Before I get to the recipe, I have to thank Sandhya for the successful shape of the parathas. When she reads this, she is going to be surprised and wonder what she did. Well, when a few of us NY BM bloggers met and had lunch at Pavani’s house, I was amazed at the perfectly round shape of each paratha as mine always come out all sorts of odd shapes – never anything close to the circles I aim for. I started to watch how Sandhya worked the dough into a perfectly smooth disc before rolling out the dough. This is a step I never did in the past. I would just take a portion of dough and roll it into a circle in between my hands and then start with the rolling pin. This extra step proved to be crucial to the shape. Mine still aren’t perfectly round, but they are way better than before and I am sure with a little practice, I will be making parathas into perfect circles.
I’ve mentioned before the differences between Indian milled whole wheat flour (chappati) and American milled whole wheat flour, which has a lighter texture.
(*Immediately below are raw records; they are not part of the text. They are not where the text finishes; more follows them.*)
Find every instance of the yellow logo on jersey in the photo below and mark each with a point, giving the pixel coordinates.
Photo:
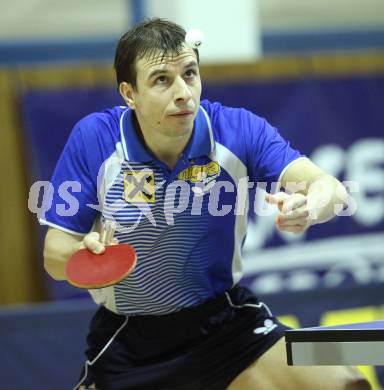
(139, 186)
(199, 173)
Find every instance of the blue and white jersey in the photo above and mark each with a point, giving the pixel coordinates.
(187, 224)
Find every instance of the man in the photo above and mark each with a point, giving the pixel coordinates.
(167, 169)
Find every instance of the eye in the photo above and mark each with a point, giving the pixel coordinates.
(161, 80)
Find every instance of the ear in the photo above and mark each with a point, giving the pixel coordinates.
(127, 92)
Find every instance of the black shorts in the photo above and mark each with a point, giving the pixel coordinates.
(204, 347)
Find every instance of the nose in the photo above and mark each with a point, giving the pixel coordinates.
(182, 91)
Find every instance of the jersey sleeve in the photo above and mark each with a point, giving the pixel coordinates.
(72, 191)
(268, 153)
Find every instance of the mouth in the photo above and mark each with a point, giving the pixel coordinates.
(182, 114)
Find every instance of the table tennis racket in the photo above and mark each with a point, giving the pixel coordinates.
(88, 270)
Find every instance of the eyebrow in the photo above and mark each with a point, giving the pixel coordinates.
(157, 72)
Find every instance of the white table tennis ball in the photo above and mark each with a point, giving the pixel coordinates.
(194, 38)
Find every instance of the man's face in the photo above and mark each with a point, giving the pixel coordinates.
(167, 94)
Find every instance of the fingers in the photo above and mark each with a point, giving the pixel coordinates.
(92, 242)
(297, 229)
(293, 216)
I find the best texture comes from mixing both. The dough is easier to work with and knead than using 100% chappati flour.
I’ve kept the spices mild so that this can be eaten with any curry. However, it still has enough flavor to be eaten simply with some sliced fresh tomatoes and chutney, which is how I had it for breakfast.
Yield: 11 parathas
1 1/2 cups chappati flour
1 1/2 cups whole wheat flour (American)
2 tablespoons ghee
1 teaspoon Kasuri Methi (dried fenugreek)
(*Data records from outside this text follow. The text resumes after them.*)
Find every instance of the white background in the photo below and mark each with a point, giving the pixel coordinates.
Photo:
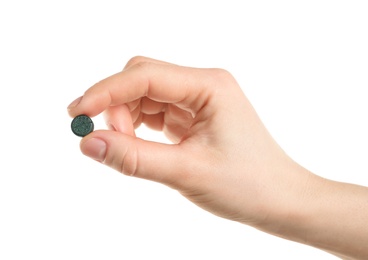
(302, 64)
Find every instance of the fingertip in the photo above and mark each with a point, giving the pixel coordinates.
(73, 105)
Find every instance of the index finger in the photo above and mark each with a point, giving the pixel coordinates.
(160, 82)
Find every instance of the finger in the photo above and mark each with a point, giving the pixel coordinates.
(154, 122)
(136, 157)
(151, 107)
(159, 82)
(139, 59)
(118, 118)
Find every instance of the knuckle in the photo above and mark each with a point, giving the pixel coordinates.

1/4 teaspoon red chile powder (cayenne pepper)
1 teaspoon salt
1 teaspoon sugar
1/3 cup pureed tomato
3/4 cup warm water
extra ghee, for brushing
In a large bowl, mix flours, salt, sugar, fenugreek, cayenne and ghee. Work the ghee into the flour with your fingers.
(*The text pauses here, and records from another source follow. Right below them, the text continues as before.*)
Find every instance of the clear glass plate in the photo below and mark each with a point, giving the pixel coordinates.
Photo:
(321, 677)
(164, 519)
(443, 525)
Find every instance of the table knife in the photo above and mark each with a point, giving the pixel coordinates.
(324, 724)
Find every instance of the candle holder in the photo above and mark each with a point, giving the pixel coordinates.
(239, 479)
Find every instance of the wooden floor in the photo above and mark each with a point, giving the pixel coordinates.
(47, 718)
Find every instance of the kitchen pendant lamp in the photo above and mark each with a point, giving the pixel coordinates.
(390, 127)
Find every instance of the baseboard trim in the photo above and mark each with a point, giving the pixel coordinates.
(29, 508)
Add tomato puree. Add water, a little at a time until you have a soft and pliable dough. Knead for a few minutes. Place in a bowl and cover with a damp towel. Let rest for 20 minutes.
Divide dough into 11 equally sized balls.
Take one of the balls and work in your hands by kneading the dough in your hands, squeezing and pressing the dough as you pass the dough from hand to hand until you have a very smooth ball. Now shape into a smooth disc and place on a lightly floured board.
Using a rolling pin, roll into a 5″ circle.
Heat a skillet, tawa or griddle. Brush with a little ghee and place the rolled out circle on the tawa. Cook for about 3 minutes until a little puffy. Flip over and brush the top with a little ghee. Cook the other side for another 2-3 minutes.
Repeat for the remaining 10 balls of paratha dough.